Изменить размер шрифта - +

Армия продолжала медленно углубляться в просторы песчаной пустыни.

Но парфяне моментально приспособились. Теперь они наскакивали на колонну в тех местах, где почему-то не оказывалось набатийской охраны, и их внезапные появления из-за барханов было очень трудно предсказать. Но и шедшие с флангов легионеры быстро научились высматривать облачка пыли, поднятые копытами вражеских коней и извещавшие о грозившем нападении.

— Стой! Поднять щиты! — Такая команда то и дело раздавалась во второй половине дня. — Стройся «черепахой»!

Несмотря на сильнейшую усталость, солдаты научились быстро реагировать на нападения. Каждая сторона римской колонны превращалась в стену щитов, а шедшие в середине поднимали свои щиты, образуя крышу, которая прикрывала всех.

Но несмотря на быстроту реакции, из рядов то и дело раздавались вопли: парфянские стрелы неизменно находили бреши в панцире «черепахи» и тех, кто по какой-то причине чуть замешкался. Враги вскоре сообразили, что стрельба не только сверху, но и ниже щитов даже более эффективна. Легионеры падали наземь, пораженные кто в горло, кто в руку, кто в ногу. Свистящему шипению стрел с нарастающей силой вторили крики мучительной боли.

В этот день Ромул понял, насколько прав был Бренн, когда настоял, чтобы они купили тяжелые армейские скутумы. Галлы, состоявшие в их когорте, пользовались своими традиционными продолговатыми прямоугольными щитами, которые были куда тоньше, нежели щиты легионеров; вскоре стало очевидно, что они намного хуже защищают от стрел, выпущенных луками врагов. Впрочем, если парфяне приближались менее чем на пятьдесят шагов, их стрелы с легкостью пробивали любые щиты. Но на большем расстоянии уязвимыми оказывались только щиты галлов. Утешения в этом было немного. Весь день парфяне благоразумно держались за пределами досягаемости римских пилумов, что составляло примерно тридцать шагов. Одно лишь было хорошо: их атаки длились недолго, поскольку у атакующих быстро кончались стрелы и набатийцы вновь отгоняли их за барханы.

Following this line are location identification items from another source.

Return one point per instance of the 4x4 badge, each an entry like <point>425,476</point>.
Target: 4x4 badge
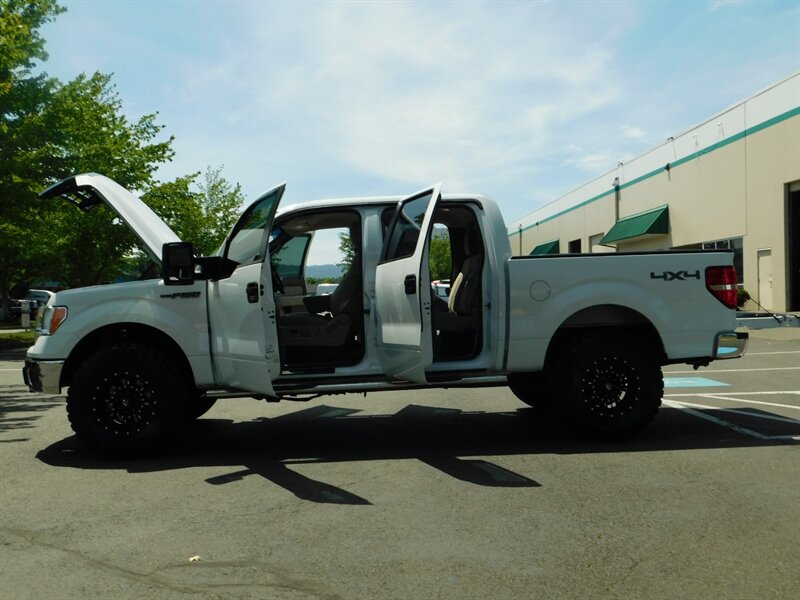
<point>675,275</point>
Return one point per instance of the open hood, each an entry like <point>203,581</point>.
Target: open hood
<point>90,189</point>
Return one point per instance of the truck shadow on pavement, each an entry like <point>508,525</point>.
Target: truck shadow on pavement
<point>439,437</point>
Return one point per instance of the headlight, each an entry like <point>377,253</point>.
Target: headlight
<point>51,319</point>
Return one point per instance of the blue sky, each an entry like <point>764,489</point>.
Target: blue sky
<point>521,101</point>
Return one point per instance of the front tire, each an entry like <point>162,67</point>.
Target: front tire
<point>610,386</point>
<point>124,399</point>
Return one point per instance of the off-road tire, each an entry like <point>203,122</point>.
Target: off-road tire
<point>124,399</point>
<point>609,386</point>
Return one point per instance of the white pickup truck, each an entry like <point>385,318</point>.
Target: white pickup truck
<point>585,334</point>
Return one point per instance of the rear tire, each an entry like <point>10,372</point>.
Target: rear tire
<point>124,399</point>
<point>609,386</point>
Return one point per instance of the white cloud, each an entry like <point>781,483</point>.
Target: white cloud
<point>409,93</point>
<point>633,133</point>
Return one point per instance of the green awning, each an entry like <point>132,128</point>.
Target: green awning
<point>550,247</point>
<point>652,222</point>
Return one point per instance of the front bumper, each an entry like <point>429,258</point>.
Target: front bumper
<point>730,344</point>
<point>43,375</point>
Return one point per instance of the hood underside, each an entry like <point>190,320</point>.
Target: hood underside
<point>90,189</point>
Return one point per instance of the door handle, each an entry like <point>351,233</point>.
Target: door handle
<point>252,292</point>
<point>410,283</point>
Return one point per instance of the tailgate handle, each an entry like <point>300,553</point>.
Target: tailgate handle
<point>252,292</point>
<point>411,284</point>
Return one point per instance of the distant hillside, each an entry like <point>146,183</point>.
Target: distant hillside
<point>320,271</point>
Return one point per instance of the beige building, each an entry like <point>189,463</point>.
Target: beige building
<point>730,182</point>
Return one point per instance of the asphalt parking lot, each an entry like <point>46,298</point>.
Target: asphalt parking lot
<point>433,494</point>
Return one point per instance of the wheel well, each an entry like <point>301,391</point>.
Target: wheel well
<point>606,319</point>
<point>123,332</point>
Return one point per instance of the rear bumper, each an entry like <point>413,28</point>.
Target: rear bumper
<point>730,344</point>
<point>43,375</point>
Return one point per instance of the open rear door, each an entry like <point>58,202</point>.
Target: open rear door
<point>244,334</point>
<point>403,289</point>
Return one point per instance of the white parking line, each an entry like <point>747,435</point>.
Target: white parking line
<point>743,412</point>
<point>735,370</point>
<point>770,393</point>
<point>702,415</point>
<point>734,399</point>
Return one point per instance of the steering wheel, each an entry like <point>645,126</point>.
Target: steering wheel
<point>277,284</point>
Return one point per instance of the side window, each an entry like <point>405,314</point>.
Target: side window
<point>288,259</point>
<point>247,244</point>
<point>405,228</point>
<point>440,256</point>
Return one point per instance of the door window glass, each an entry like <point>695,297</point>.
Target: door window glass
<point>405,228</point>
<point>247,243</point>
<point>288,259</point>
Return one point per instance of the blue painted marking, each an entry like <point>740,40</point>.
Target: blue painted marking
<point>692,382</point>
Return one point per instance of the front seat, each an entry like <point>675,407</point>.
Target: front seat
<point>463,311</point>
<point>332,319</point>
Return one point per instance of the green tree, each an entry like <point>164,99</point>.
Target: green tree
<point>23,97</point>
<point>440,261</point>
<point>348,250</point>
<point>50,130</point>
<point>198,212</point>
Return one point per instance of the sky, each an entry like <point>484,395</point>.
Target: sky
<point>520,101</point>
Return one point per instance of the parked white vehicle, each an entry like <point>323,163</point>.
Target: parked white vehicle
<point>323,289</point>
<point>587,333</point>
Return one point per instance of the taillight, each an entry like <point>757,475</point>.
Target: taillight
<point>722,283</point>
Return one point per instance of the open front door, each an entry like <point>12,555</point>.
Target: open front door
<point>403,289</point>
<point>244,335</point>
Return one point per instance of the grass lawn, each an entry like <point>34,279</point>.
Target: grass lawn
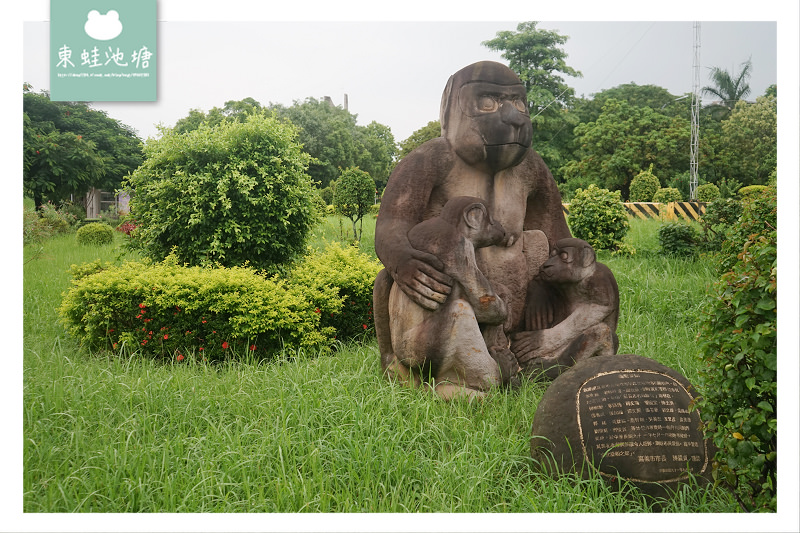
<point>314,434</point>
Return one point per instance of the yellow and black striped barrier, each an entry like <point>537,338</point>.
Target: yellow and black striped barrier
<point>670,211</point>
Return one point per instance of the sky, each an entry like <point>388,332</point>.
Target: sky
<point>393,72</point>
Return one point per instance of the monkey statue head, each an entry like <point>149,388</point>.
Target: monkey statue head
<point>484,116</point>
<point>472,217</point>
<point>571,261</point>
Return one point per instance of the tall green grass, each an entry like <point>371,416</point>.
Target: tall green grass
<point>306,433</point>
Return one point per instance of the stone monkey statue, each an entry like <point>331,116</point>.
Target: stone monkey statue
<point>484,152</point>
<point>577,312</point>
<point>472,316</point>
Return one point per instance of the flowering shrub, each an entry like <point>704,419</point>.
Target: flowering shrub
<point>167,309</point>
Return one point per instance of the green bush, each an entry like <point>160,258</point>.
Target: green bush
<point>231,194</point>
<point>707,192</point>
<point>166,309</point>
<point>679,239</point>
<point>339,281</point>
<point>644,186</point>
<point>751,190</point>
<point>720,215</point>
<point>45,222</point>
<point>728,187</point>
<point>599,217</point>
<point>95,234</point>
<point>681,182</point>
<point>738,340</point>
<point>666,195</point>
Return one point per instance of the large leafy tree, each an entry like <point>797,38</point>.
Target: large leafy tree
<point>231,194</point>
<point>69,147</point>
<point>749,140</point>
<point>538,57</point>
<point>379,151</point>
<point>624,141</point>
<point>355,192</point>
<point>328,133</point>
<point>652,96</point>
<point>233,110</point>
<point>728,87</point>
<point>331,135</point>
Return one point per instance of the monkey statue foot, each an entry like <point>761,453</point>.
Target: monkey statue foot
<point>507,361</point>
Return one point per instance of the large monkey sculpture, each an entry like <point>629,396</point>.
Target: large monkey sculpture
<point>473,315</point>
<point>576,312</point>
<point>485,152</point>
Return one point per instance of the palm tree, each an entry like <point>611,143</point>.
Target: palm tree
<point>727,88</point>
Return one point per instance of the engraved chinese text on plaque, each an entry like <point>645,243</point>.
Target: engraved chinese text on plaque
<point>639,417</point>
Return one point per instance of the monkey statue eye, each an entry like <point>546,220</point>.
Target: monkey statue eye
<point>487,103</point>
<point>519,104</point>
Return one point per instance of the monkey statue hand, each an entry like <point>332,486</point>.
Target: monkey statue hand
<point>545,344</point>
<point>420,275</point>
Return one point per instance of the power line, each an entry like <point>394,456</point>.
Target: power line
<point>694,142</point>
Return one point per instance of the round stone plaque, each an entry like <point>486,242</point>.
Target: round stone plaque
<point>622,417</point>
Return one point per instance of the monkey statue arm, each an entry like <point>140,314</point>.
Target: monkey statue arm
<point>544,210</point>
<point>540,343</point>
<point>419,274</point>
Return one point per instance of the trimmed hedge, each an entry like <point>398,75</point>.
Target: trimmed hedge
<point>598,217</point>
<point>644,186</point>
<point>169,310</point>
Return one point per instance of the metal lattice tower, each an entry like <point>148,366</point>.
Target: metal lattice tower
<point>695,137</point>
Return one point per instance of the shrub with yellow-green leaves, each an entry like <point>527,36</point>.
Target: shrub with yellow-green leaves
<point>170,310</point>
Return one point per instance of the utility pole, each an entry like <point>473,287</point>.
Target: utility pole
<point>694,143</point>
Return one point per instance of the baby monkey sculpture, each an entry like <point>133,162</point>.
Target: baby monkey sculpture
<point>453,294</point>
<point>576,315</point>
<point>473,315</point>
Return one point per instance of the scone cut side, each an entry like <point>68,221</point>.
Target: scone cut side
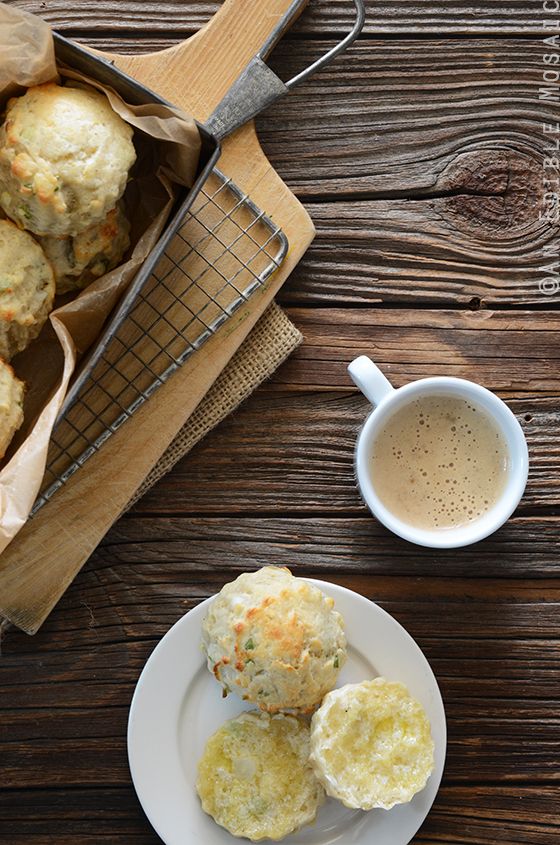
<point>371,745</point>
<point>275,640</point>
<point>254,777</point>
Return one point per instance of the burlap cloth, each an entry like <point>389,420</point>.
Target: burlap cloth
<point>265,348</point>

Ближе к вечеру у наемников уже сорок человек были убиты или ранены. Мертвых оставляли валяться на песке — это была свежая пища для стервятников. А раненых оставляли с небольшой охраной. Когда подходил обоз, их грузили на повозки; стоны и крики несчастных усиливали владевшее всеми ощущение страха и неуверенности.

Солнце же продолжало немилосердно жарить с высоты. Из этой печи невозможно было никуда деться. Боеспособность армии Красса неуклонно снижалась.

Первое впечатление Ромула от участия в боевых действиях армии оказалось совсем не таким, какого он ожидал. Все совершенно не походило на рассказы Котты, в которых два войска с грохотом сшибались на плоской равнине. Его товарищи продолжали падать от парфянских стрел, а ему оставалось лишь скрипеть зубами. Теперь все его бои на арене казались детской игрой. Там они сражались один на один, человек против человека. А тактика изматывания противника оказалась для него совершенно внове. То и дело повторявшиеся атаки, на которые римляне никак не могли ответить, были для них мучительной пыткой.

Ромул не выдержал, когда очередной отряд парфян отогнали, но один лучник вернулся. Он неспешно ехал вдоль колонны, держась вне дальности броска копья, и прицельно стрелял в наемников. Лучник выпустил с полдюжины стрел, и на песке осталось пятеро убитых и один раненый. Солдаты угрюмо шли дальше, пытаясь укрыться за щитами. Каждый надеялся, что следующим окажется не он.

— Сукин сын! — выкрикнул Ромул и рванул было из строя, но Бренн успел схватить его за руку.

— Погоди!

— Я могу его убить, — сказал Ромул и шумно выдохнул. Нужно было что-то предпринять: слишком много товарищей они уже потеряли.

— Пока ты сделаешь десять шагов, он всадит в тебя три стрелы!

Ромул горделиво попытался высвободить руку из пальцев галла.